Parlemen negara Barat juga loloskan mosi yang mendeklarasikan China lakukan genosida

Rep: Lintar Satria/ Red: Christiyaningsih
Sejumlah jurnalis asing memotret gedung perkantoran terpadu milik Pemerintah Kota Turban, Daerah Otonomi Xinjiang, China, Jumat (23/4/2021). Pemerintah China membantah klaim asing berdasarkan citra satelit yang menyebutkan  bahwa gedung tersebut merupakan penjara bagi warga dari kelompok etnis minoritas Muslim Uighur.
Foto: ANTARA/M. Irfan Ilmie
Sejumlah jurnalis asing memotret gedung perkantoran terpadu milik Pemerintah Kota Turban, Daerah Otonomi Xinjiang, China, Jumat (23/4/2021). Pemerintah China membantah klaim asing berdasarkan citra satelit yang menyebutkan bahwa gedung tersebut merupakan penjara bagi warga dari kelompok etnis minoritas Muslim Uighur.
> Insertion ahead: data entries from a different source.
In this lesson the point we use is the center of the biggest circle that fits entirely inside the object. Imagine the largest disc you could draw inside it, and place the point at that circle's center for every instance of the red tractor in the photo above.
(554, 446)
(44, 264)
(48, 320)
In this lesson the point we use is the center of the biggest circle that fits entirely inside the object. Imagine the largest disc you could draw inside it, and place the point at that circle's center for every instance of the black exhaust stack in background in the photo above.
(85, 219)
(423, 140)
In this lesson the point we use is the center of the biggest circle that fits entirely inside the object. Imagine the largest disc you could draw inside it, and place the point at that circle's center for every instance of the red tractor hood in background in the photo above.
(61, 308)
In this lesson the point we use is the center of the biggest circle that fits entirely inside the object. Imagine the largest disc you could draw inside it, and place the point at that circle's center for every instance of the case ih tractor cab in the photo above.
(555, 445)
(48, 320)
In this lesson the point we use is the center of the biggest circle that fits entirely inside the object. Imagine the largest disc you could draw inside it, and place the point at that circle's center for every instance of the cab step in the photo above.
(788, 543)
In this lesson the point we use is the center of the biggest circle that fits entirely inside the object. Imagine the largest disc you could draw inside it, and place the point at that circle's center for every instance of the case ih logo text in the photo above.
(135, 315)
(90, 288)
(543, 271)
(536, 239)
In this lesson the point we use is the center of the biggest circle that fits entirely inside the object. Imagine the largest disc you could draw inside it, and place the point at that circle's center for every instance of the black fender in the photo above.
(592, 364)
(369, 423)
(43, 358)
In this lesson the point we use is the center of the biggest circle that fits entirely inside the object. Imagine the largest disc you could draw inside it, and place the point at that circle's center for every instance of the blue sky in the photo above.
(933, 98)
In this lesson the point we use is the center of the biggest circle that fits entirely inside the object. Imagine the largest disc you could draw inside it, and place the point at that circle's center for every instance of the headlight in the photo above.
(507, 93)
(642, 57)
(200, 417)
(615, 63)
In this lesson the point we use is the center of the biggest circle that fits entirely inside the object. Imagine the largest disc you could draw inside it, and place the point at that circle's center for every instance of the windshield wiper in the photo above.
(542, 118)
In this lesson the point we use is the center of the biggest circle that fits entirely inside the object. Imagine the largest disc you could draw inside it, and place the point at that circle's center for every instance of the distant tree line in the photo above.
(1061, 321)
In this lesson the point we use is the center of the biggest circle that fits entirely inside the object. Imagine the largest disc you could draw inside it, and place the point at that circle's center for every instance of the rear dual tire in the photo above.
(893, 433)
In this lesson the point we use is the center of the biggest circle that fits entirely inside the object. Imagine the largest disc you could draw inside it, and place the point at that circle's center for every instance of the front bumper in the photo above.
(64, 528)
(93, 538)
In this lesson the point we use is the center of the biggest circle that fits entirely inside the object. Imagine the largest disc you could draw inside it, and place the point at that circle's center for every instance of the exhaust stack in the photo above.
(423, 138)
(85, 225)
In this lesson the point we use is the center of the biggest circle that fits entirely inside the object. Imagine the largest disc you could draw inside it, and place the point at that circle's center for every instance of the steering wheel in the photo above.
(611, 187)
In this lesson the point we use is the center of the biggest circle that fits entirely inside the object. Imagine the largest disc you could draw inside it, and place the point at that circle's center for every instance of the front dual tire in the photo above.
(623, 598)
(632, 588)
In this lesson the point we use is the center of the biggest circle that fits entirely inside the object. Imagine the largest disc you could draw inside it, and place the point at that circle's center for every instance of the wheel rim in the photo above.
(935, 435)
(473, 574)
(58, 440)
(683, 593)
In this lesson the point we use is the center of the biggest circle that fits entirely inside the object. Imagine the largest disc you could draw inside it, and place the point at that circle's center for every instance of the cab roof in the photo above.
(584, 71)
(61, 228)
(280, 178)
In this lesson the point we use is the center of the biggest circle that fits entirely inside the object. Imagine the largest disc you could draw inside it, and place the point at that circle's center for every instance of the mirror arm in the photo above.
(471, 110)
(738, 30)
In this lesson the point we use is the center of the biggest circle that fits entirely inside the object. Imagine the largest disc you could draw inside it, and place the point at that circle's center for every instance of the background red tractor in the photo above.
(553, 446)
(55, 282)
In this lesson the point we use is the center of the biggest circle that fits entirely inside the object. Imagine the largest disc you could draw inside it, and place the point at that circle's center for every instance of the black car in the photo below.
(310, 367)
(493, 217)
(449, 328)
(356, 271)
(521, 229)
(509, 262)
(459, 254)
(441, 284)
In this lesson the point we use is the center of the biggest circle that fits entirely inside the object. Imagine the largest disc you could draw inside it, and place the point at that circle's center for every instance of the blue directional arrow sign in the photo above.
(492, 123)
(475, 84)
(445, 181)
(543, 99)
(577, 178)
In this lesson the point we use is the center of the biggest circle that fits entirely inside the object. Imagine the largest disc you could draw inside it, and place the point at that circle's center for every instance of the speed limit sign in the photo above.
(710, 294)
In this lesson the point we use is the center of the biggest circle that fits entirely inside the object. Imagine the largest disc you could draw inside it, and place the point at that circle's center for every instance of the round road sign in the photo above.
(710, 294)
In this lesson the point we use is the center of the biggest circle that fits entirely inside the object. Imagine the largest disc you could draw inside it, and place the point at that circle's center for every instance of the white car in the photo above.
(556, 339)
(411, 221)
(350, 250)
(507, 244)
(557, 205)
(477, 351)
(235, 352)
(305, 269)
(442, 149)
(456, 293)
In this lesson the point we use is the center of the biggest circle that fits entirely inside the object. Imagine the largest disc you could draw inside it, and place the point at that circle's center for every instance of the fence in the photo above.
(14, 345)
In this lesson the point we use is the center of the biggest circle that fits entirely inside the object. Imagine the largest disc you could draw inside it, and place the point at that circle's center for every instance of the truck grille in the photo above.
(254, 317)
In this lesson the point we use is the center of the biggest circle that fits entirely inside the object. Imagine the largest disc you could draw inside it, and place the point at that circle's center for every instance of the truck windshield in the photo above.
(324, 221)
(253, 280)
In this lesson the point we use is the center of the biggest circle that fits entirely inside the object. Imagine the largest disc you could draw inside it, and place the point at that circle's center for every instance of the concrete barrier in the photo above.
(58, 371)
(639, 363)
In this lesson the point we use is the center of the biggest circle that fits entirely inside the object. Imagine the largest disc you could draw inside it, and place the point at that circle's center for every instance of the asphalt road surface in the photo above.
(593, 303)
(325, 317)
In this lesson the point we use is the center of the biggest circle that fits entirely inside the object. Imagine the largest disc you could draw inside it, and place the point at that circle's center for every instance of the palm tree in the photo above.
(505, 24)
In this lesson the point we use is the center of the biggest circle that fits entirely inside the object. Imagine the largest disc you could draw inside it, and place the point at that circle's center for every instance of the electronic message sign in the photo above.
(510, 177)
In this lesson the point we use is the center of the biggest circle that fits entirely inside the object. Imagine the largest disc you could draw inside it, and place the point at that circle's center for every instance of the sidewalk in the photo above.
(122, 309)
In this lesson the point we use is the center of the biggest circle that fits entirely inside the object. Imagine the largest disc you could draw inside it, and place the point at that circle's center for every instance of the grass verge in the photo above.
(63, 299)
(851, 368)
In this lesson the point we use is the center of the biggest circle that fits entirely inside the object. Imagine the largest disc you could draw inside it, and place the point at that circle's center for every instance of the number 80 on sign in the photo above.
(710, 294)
REPUBLIKA.CO.ID, WASHINGTON -- Museum Holocaust Amerika Serikat (AS) mengatakan bukti baru menunjukkan China mungkin 'melakukan genosida' pada minoritas Uighur. Tuduhan terbaru ini menuding Beijing telah melakukan kejahatan kemanusiaan paling serius.

AS sudah menyatakan tindakan pemerintah China pada minoritas muslim dan orang Turk yang mendiami wilayah barat Xinjiang sebagai genosida. Beijing membantah keras tuduhan tersebut.

Baca Juga

Dalam laporannyam Museum Holocaust AS menekankan praktik pengendalian paksa angka kelahiran dan pemindahan paksa proses persalinan warga Uighur ke wilayah China yang lain. Tahun lalu Museum Holocaust AS telah menyatakan telah terjadi pelanggaran kemanusiaan pada masyarakat Uighur.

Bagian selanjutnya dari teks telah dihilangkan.